L’hiver dernier, les pêcheurs corses d’oursins sont restés à quai pendant deux mois. En raison d’une baisse continue de la biomasse d’oursins violets (Paracentrotus lividus), ils s’étaient accordés sur une fermeture de la pêche de décembre au 15 février, renouvelée pour la prochaine saison. « En 2022, on a même mis des zones de pêche en jachère de trois ans pour laisser la population se renouveler. Il y avait aussi, cette année, l’idée de déclarer un arrêt complet de la pêche aux oursins sur toute l’île pendant trois ans, mais les autorités [affaires maritimes et préfecture] n’ont pas suivi », explique Jean-Christophe Genna, pêcheur de Saint-Florent, qui travaille l’oursin l’hiver, la langouste, les corbs (Sciaena umbra) et les dentis (Dentex dentex) l’été.

En 2022-2023, 44 tonnes d’oursins ont été débarquées contre 66 tonnes la saison précédente. Un manque à gagner non négligeable quand on sait que la pêche oursinière est une ressource importante pour les flottilles corses, surtout pendant la période creuse, où certains pêcheurs, comme Jean-Christophe Genna, ne ciblent que cette espèce.

Si les mesures de gestion, tels les quotas, mises en place par les pêcheurs et les pouvoirs publics sont importantes pour conserver la biomasse à des niveaux durables, la préservation des écosystèmes passe aussi par la « restauration écologique », un concept qui a émergé à l’échelle internationale, notamment lors de la cop Biodiversité de 2022. À l’issue de cette conférence, l’Union européenne a inscrit dans ses objectifs la restauration des écosystèmes à hauteur de 20 pour cent d’ici à 2030, puis de 30 pour cent à l’horizon 2050.

Plongeur scientifique collectant des oursins violets pendant la période de ponte pour étudier le cycle de reproduction. © Stella Mare/Université di Corsica/CNRS Images

« En Corse, la situation des écosystèmes est un peu meilleure qu’ailleurs. »

Un défi pour la Méditerranée qui abriterait quelque 10 pour cent de la biodiversité marine mondiale, alors que la pêche y est très élevée et que c’est, en outre, l’une des mers les plus modifiées par l’homme. Dans un rapport de 2021, l’institut de recherche pour la conservation des zones humides méditerranéennes, la Tour du Valat, constatait depuis les années 1990 « un déclin de 52 pour cent des espèces marines, côtières et pélagiques, principalement chez les poissons et les oiseaux marins », déclin qu’il imputait à la pêche. L’Ifremer parvient à un constat similaire dans son bilan de l’état des stocks en France en 2022, publié en 2023 : seuls 2,5 pour cent des débarquements en Méditerranée sont issus de populations jugées en bon état – le renouvellement des géniteurs est suffisant pour ne pas menacer l’espèce. Pour le reste, les populations sont soit reconstituables, soit en reconstitution, soit dégradées. Le problème, c’est que 54 pour cent des stocks proviennent d’espèces pour lesquelles il n’existe pas de biomasse de référence ; impossible donc de savoir si les prélèvements les mettent en danger…
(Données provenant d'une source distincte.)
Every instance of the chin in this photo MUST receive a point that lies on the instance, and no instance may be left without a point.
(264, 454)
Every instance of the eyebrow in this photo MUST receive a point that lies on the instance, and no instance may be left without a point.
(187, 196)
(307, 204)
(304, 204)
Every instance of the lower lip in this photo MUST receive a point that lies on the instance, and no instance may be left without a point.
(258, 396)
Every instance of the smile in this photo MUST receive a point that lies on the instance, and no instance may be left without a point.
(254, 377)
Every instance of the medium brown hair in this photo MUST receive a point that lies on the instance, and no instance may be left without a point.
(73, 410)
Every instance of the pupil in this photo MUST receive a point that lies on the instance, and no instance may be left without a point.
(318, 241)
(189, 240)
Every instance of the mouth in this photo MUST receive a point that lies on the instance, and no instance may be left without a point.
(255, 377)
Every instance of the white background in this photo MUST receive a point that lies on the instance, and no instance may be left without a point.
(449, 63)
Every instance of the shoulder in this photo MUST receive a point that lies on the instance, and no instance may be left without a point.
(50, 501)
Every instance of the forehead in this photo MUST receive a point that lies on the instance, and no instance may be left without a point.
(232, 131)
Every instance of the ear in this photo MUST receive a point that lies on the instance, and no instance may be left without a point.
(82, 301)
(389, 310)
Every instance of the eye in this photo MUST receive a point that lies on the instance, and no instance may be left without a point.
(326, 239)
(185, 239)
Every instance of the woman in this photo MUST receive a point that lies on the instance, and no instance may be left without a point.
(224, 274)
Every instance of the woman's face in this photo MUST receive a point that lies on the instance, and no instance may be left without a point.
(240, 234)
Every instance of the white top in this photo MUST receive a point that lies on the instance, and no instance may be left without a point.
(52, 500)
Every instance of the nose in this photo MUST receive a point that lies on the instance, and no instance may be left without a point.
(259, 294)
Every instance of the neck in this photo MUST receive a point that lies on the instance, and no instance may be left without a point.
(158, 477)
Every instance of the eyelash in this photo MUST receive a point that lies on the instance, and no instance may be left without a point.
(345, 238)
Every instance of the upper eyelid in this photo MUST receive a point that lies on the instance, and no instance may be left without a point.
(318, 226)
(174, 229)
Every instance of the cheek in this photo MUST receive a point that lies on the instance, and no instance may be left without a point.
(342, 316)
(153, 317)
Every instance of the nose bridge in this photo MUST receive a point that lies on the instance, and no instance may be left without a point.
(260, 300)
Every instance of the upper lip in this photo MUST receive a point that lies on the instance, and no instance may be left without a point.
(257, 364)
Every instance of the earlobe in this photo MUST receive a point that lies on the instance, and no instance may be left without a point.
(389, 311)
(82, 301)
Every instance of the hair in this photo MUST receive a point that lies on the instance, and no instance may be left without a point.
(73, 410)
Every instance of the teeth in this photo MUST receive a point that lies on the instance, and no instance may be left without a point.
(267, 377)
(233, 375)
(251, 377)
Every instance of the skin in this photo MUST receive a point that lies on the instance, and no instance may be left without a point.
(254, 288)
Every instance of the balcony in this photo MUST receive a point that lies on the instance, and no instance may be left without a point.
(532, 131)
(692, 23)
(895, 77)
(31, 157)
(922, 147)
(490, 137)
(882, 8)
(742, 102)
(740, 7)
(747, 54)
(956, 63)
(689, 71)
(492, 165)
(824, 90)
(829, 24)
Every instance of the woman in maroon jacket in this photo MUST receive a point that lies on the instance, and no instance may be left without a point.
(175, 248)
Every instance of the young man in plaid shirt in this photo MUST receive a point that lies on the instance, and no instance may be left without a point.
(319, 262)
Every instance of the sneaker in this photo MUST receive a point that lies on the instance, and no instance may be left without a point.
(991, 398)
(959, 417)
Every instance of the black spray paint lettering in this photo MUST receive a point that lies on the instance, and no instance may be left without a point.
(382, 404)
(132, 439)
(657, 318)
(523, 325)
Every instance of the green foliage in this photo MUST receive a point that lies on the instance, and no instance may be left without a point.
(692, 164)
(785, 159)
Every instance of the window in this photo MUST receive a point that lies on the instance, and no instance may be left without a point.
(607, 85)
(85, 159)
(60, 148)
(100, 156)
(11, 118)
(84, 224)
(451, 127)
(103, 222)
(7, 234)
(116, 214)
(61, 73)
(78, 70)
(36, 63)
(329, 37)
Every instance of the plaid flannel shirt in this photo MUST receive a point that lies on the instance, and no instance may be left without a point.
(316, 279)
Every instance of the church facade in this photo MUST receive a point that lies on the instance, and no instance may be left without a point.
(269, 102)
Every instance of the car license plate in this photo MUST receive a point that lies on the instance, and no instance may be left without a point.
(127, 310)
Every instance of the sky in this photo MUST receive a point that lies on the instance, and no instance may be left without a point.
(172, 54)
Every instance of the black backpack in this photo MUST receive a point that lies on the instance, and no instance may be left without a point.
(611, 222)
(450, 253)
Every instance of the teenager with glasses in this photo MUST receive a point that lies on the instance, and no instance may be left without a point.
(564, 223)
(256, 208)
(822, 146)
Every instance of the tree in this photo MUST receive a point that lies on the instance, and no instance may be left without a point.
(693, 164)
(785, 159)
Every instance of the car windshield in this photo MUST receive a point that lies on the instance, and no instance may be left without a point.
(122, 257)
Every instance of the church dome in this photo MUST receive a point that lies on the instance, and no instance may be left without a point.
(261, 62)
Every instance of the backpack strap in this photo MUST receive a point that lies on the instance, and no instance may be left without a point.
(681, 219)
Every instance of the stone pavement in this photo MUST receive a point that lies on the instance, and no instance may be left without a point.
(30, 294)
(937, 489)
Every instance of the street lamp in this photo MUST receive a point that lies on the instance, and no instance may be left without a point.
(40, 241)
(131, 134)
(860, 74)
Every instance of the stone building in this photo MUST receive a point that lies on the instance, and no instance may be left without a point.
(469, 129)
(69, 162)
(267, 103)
C’est dans ce contexte que s’est créée, entre 2011 et 2013, la plateforme Stella Mare. Adossée au CNRS et à l’université Pasquale-Paoli de Bastia, elle est spécialisée dans la restauration écologique par l’ingénierie. « En Corse, la situation des écosystèmes est un peu meilleure qu’ailleurs, explique Jean-José Filippi, ingénieur écologique et responsable des programmes de reproduction des espèces à Stella Mare. Nous avons un bon réseau d’aires marines protégées et une pêche côtière d’assez petite échelle. » Certaines espèces ayant quasiment disparu des eaux françaises méditerranéennes subsistent en effet encore autour de l’île de Beauté. C’est le cas de la langouste rouge (Palinurus elephas) et de la patelle géante (Patella ferruginea), cette dernière, en danger d’extinction, étant protégée depuis 1992.

Dissection de gonades d'oursins violets afin de connaître leur niveau de maturation.
© Cyril Frésillon/Stella Mare/CNRS Images

« Nous remarquons quand même une baisse de la biomasse des espèces exploitées, ainsi que la dégradation des  écosystèmes, comme partout, à cause de la pêche, et, de plus en plus, en raison du changement climatique. » La pêche, responsable de la raréfaction des espèces, en est aussi la victime, ce qui inquiète les acteurs de la filière et les pouvoirs publics, car ce secteur est porteur économiquement et essentiel dans la souveraineté alimentaire. « En Corse a fortiori, puisque nous sommes une île », souligne Jean-José Filippi.

Un taux de mortalité très fort chez les larves de crustacés et de poissons

Au moment de la création du laboratoire, l’actuel directeur, Antoine Aiello, ancien président de l’université de Corse, souhaitait intégrer dans la réflexion tous les acteurs du milieu marin, privés, publics, professionnels de la pêche, afin de créer une structure capable de répondre aux problématiques locales. C’est ainsi qu’un lieu hybride a émergé : il est composé d’unités de recherche fondamentale, d’un pôle ingénierie qui s’occupe de développer les technologies de restauration et d’aquaculture, et d’une structure d’accueil et de sensibilisation du public.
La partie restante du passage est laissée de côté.